Female Religiosity in Central Asia: Sufi Leaders in the Persianate World traces the remarkable story of the Sufi master Aghā-yi Buzurg and her ascent to religious prominence as the “Great Lady” of sixteenth-century Bukhara. Through her life and legacy, the book opens a window onto the little-known world of female religious authority in early modern Islamic Central Asia, revealing a far more complex and dynamic gender history than previously understood.
Rather than treating gender as a fixed category, the study approaches it as a historically contingent construct—one actively shaped through religious discourse, social practice, and institutional life. By mapping female religious authority onto the spiritual and narrative landscapes of the early modern Persianate world, the book offers an intervention into broader debates on women and religion in Islam. Drawing on previously unexamined primary sources, Female Religiosity in Central Asia brings to light a vibrant world of female piety—marked by communal leadership, competition for spiritual prestige, and negotiations with political power—that reshapes prevailing understandings of women’s roles in the religious and social life of the region.

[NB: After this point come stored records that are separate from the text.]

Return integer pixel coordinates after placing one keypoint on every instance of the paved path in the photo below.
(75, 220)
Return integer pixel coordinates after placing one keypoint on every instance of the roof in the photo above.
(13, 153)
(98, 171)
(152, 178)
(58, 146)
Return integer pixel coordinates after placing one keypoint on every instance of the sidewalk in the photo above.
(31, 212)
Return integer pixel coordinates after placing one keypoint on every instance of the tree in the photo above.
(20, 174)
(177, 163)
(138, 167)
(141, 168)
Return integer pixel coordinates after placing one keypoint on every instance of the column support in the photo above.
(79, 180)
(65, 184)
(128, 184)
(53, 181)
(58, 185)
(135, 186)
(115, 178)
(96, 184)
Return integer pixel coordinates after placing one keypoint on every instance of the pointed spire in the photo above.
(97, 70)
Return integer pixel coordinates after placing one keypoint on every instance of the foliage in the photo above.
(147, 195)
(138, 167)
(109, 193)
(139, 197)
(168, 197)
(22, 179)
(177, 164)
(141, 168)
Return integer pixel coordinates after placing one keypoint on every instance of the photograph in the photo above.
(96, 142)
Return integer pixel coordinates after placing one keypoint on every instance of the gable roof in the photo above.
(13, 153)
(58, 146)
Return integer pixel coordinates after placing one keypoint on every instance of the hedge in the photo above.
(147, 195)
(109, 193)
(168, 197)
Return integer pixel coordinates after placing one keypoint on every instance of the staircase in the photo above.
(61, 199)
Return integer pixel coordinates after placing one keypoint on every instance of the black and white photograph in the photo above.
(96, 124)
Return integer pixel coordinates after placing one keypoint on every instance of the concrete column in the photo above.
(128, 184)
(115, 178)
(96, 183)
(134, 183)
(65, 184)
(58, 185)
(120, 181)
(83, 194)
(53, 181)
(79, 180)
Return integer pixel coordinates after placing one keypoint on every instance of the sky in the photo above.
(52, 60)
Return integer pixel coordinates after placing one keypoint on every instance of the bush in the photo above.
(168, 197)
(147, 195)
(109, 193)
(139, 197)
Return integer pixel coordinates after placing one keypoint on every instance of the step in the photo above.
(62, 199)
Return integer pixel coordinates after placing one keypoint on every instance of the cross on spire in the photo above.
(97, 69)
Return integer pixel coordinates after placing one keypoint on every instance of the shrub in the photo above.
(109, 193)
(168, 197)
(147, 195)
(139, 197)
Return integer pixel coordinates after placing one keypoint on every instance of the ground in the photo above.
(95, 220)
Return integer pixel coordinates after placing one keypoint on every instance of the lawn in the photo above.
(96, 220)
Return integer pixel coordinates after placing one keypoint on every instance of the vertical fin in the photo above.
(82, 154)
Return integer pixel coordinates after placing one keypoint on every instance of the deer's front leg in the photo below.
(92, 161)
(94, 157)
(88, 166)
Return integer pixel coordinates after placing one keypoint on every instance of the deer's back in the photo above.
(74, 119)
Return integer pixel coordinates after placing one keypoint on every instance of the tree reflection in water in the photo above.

Aziza Shanazarova is Assistant Professor in the Department of Religion at Columbia University, where she specializes on the religious history of Islamic Central Asia and the broader Persianate world with an emphasis on the sixteenth to the twentieth centuries. She holds a dual PhD in Religious Studies and Central Eurasian Studies completed at Indiana University-Bloomington in 2019. Before joining the Department of Religion, Aziza was a UCIS/REEES Postdoctoral Associate in the Humanities at the University of Pittsburgh.